LYM ≤ 1.3 × 109 /L was discovered to be a risk factor for the clinical deterioration of non-severe CAP in this study, indicating the significance of focusing on patients with low LYM or lymphopenia. Lymphopenia may signify an imbalance in the host’s immune response to infection, leading to a relatively immunosuppressive state for patients [29]. Cilloniz et al. reported a specific immunophenotype of CAP, termed lymphopenic (< 724 lymphocytes/mm3) CAP (L-CAP), characterized by a decrease in CD4 + T lymphocytes, an increased inflammatory response, and a poorer prognosis [29]. However, due to missing data, we were unable to analyze cytokines and lymphocyte subsets in patients.
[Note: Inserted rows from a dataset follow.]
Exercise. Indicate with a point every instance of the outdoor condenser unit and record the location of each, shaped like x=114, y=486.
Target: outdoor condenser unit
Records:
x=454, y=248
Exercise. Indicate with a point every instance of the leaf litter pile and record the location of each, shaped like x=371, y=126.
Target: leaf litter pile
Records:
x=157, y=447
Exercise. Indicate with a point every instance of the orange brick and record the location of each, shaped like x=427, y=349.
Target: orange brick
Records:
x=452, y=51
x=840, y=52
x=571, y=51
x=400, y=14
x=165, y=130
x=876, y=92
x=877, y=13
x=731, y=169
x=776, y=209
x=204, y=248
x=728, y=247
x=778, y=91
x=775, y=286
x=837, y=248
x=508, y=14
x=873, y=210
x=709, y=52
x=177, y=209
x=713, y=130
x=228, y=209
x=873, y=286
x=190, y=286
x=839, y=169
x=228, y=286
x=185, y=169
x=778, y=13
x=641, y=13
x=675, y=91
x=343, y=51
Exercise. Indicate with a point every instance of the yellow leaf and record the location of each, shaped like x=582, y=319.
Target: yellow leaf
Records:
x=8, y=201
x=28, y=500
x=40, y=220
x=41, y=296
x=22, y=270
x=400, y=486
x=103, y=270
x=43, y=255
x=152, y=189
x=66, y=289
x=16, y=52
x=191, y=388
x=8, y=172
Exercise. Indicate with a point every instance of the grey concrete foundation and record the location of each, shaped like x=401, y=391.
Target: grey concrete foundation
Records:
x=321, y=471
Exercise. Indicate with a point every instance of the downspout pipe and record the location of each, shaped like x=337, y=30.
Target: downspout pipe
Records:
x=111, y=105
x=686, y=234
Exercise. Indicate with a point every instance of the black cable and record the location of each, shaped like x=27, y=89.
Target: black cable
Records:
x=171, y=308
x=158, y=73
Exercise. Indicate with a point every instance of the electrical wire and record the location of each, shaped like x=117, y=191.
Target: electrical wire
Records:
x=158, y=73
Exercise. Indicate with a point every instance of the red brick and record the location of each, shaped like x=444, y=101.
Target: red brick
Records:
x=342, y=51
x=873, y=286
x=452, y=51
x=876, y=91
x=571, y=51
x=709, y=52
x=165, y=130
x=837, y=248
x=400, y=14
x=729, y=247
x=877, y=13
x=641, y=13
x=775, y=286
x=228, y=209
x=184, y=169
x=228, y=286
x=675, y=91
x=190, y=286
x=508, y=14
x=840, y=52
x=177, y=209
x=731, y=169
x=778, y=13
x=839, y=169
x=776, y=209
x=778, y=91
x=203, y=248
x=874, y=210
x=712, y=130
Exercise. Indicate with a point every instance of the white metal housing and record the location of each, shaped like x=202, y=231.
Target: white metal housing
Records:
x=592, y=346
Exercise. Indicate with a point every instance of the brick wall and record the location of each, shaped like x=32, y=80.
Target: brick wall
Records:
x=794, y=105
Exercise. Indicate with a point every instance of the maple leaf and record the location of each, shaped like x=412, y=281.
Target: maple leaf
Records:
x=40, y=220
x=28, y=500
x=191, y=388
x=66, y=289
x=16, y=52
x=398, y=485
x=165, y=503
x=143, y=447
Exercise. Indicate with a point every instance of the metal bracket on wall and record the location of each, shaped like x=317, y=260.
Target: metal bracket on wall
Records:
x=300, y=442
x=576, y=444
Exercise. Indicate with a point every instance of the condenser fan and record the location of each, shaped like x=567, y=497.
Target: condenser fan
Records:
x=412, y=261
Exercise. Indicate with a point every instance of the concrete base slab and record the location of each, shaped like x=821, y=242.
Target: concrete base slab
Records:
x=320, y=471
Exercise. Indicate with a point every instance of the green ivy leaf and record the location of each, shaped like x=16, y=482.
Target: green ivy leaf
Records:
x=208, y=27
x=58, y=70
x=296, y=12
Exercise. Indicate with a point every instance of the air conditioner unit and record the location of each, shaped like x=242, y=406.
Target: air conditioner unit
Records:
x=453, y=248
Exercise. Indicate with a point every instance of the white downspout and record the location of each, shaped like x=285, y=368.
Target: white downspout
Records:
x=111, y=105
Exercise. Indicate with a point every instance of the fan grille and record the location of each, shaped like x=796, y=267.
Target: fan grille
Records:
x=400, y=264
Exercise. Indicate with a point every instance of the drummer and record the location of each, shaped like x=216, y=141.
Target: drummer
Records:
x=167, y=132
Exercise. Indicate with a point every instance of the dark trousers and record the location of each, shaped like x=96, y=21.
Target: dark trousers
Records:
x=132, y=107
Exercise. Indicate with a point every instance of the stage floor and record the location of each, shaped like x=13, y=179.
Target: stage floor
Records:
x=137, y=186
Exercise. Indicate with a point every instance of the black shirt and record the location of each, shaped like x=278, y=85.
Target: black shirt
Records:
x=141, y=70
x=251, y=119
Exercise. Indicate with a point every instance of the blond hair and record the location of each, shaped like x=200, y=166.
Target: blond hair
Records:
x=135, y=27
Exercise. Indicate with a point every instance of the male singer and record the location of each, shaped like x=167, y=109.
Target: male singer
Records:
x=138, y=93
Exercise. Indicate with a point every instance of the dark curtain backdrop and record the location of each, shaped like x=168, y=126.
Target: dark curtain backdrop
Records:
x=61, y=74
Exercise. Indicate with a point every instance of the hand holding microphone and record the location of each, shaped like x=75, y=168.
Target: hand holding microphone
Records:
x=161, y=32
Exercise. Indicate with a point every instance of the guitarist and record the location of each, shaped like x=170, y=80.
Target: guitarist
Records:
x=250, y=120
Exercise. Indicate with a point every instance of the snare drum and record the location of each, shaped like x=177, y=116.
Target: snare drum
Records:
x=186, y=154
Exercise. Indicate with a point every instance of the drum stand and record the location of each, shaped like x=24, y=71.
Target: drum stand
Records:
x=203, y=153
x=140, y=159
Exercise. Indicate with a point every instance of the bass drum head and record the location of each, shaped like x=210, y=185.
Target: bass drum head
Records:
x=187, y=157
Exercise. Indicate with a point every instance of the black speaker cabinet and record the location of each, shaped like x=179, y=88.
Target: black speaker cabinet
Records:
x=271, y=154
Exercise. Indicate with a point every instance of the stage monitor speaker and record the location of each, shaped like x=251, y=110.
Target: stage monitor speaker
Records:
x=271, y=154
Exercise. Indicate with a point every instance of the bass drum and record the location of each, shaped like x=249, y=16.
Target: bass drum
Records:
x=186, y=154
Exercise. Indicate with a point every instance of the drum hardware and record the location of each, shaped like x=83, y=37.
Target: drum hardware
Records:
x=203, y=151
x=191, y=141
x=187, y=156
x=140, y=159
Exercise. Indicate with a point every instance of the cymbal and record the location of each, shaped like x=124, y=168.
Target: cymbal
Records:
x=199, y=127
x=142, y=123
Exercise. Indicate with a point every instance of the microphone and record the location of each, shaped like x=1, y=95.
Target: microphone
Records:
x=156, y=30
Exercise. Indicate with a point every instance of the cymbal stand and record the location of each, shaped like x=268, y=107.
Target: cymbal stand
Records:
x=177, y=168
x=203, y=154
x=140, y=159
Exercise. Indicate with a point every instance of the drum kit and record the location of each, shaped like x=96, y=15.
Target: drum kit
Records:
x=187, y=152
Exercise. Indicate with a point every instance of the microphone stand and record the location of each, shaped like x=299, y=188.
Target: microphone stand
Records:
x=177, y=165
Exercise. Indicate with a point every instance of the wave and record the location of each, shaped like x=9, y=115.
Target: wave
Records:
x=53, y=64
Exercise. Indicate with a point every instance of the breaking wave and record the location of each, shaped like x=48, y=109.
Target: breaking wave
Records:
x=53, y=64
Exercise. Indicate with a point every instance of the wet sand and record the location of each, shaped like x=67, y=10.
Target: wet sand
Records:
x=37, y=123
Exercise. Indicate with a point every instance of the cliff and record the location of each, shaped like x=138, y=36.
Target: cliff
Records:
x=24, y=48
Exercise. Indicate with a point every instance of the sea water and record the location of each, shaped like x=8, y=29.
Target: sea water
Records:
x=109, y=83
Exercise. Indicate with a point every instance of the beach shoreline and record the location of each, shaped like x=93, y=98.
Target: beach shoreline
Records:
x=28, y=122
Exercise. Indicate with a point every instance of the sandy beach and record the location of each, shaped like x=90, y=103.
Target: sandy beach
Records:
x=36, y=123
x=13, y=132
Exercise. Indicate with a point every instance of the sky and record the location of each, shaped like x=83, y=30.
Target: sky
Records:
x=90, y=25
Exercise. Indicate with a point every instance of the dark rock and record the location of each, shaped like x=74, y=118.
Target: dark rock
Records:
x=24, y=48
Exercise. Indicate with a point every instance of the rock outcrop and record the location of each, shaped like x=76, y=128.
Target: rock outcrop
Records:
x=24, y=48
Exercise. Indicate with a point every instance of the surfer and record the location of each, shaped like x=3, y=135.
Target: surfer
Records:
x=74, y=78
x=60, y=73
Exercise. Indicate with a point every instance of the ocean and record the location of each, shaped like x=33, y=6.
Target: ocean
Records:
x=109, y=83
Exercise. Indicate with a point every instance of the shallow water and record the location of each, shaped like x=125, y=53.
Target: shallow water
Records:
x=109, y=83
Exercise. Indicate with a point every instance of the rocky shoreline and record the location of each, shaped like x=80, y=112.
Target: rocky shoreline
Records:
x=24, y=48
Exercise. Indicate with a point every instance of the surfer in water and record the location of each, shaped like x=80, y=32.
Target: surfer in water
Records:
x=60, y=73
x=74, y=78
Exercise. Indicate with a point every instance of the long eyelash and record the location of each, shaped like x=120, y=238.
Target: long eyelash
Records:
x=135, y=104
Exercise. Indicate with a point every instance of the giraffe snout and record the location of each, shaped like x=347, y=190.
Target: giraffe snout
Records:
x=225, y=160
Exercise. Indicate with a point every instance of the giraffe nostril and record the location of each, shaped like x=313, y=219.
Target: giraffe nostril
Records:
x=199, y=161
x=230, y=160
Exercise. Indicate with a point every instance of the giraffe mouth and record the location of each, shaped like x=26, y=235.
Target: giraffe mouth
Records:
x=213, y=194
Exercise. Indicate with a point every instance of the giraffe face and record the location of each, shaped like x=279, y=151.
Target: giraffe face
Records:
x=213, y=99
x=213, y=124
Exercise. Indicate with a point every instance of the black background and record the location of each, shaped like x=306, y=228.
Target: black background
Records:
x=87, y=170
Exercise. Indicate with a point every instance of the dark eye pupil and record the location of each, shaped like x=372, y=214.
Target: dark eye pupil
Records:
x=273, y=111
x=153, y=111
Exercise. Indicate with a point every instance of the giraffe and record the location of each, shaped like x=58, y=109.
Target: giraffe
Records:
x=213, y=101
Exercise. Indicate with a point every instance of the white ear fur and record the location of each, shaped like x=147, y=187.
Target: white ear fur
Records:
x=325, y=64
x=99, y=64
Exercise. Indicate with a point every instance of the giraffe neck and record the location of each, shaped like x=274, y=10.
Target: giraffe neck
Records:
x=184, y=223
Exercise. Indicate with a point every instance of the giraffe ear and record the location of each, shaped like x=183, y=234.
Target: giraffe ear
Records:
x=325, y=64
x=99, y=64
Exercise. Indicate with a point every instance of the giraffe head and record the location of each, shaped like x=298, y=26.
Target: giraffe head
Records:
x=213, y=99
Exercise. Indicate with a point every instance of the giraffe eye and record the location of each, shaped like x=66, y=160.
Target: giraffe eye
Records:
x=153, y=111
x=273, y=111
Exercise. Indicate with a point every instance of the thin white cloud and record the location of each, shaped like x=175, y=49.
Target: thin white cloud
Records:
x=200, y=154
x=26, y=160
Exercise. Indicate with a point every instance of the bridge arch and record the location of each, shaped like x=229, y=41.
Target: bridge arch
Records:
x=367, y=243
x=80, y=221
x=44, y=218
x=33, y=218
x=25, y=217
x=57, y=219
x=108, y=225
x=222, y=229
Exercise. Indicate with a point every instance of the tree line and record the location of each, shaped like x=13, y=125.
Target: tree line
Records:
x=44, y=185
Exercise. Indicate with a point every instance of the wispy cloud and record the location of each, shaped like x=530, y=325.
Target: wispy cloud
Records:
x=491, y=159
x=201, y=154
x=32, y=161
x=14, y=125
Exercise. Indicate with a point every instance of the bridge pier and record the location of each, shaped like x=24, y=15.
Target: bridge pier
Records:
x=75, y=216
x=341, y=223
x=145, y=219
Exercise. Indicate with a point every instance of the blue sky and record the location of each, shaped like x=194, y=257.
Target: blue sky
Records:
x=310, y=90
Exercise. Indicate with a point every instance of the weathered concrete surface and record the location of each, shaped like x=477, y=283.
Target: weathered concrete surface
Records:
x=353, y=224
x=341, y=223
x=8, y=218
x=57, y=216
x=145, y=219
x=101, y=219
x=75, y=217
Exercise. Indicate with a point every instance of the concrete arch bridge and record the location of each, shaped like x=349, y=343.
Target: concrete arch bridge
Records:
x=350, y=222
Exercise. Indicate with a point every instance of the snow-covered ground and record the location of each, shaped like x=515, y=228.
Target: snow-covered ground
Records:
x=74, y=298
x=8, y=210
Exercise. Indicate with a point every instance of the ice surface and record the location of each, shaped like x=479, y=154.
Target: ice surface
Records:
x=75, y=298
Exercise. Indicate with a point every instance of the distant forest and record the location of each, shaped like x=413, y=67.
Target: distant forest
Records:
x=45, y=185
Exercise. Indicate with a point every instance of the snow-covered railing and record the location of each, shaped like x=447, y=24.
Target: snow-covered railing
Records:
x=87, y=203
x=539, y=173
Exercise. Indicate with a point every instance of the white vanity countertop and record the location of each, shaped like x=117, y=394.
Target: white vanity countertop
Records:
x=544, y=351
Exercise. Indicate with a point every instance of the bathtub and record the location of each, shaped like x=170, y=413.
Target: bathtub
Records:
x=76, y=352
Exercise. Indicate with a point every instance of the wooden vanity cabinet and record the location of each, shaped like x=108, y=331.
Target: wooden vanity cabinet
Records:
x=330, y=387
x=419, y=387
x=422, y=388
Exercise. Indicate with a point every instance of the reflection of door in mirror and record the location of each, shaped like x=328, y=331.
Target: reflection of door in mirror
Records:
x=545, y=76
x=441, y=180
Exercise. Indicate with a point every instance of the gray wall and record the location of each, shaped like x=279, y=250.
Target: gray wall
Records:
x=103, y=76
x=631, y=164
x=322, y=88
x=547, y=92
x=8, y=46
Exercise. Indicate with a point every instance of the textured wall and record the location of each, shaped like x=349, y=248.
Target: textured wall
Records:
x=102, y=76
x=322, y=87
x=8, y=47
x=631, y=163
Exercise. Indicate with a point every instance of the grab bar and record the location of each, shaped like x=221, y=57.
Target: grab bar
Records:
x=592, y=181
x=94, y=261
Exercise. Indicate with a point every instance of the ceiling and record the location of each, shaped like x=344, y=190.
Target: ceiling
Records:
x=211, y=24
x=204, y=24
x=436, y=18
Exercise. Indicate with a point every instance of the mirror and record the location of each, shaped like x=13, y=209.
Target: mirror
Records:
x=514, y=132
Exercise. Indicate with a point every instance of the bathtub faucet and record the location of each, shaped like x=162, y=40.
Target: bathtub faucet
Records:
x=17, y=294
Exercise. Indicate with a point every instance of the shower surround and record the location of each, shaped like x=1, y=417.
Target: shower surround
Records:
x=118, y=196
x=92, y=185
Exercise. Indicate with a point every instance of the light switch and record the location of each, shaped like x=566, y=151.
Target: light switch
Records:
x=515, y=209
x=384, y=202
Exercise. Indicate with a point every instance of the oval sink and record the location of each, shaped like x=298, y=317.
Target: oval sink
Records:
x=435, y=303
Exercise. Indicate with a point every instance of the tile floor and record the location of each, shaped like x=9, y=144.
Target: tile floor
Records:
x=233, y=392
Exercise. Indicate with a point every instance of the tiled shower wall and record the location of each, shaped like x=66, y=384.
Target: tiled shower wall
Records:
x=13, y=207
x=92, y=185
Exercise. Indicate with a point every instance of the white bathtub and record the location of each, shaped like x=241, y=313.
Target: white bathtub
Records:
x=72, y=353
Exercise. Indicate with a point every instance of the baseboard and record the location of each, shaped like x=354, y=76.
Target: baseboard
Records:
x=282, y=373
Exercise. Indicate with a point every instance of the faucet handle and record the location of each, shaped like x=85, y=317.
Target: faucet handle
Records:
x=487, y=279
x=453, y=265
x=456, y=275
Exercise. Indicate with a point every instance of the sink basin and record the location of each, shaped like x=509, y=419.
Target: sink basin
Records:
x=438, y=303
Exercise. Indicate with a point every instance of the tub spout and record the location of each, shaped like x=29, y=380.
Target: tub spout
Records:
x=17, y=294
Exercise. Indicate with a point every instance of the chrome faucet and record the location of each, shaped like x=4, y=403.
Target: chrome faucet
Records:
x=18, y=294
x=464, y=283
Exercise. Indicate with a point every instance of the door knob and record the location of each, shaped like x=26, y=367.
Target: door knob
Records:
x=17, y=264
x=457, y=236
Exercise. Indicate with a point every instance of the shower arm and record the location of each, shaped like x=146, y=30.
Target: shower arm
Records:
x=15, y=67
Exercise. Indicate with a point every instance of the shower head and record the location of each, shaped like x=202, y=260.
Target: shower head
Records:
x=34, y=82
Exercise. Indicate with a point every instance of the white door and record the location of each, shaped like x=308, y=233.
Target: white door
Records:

Previous studies have demonstrated that a low lymphocyte count (1–2 × 109/L) is associated with increased short-term and long-term mortality, and lymphopenia has been identified as a risk factor for the severity and poor outcomes in patients with COVID-19 [30, 31]. Serum LDH > 234 U/L was identified as another risk factor for the development of progressive CAP. Previous literature suggested that serum LDH was associated with severity and poor prognosis in patients with COVID-19 [32,33,34]. However, it was reported that LDH may not be useful in determining the severity of CAP, possibly due to medical advances [35]. Furthermore, a D- dimer level > 0.8 mg/L was found to be a risk factor for progressive CAP. The elevation of D-dimer in CAP is not fully understood. A meta-analysis indicated that elevated D-dimer levels were associated with CAP severity, pulmonary embolism (PE) occurrence and mortality [36].

The study had several limitations. First, it was a single-center retrospective study, and while internal verification was performed, the generalizability of the research findings to other hospitals remains uncertain. The presence of missing data resulted in the exclusion of variables with a significant number of missing values, which may be meaningful for the research results. Secondly, converting a numerical variable into a dichotomous variable through a straightforward transformation hinders the ability to obtain additional information. For example, it was not possible to ascertain the relationship between low body temperature and clinical deterioration or to establish a positive correlation between LDH levels and the risk of clinical deterioration in study. Furthermore, the study only provided a brief summary of imaging manifestations, which may have contributed to the absence of imaging features in the identified risk factors. Finally, the study did not conduct a detailed stratification of the degree of clinical deterioration, making it challenging to identify patients requiring urgent attention.

Conclusion

The study identified the risk factors associated with the clinical deterioration of non-severe CAP and constructed a nomogram with robust predictive capabilities for clinical deterioration. This research provides valuable insights for the early identification and management of non-severe CAP patients at high risk of clinical deterioration.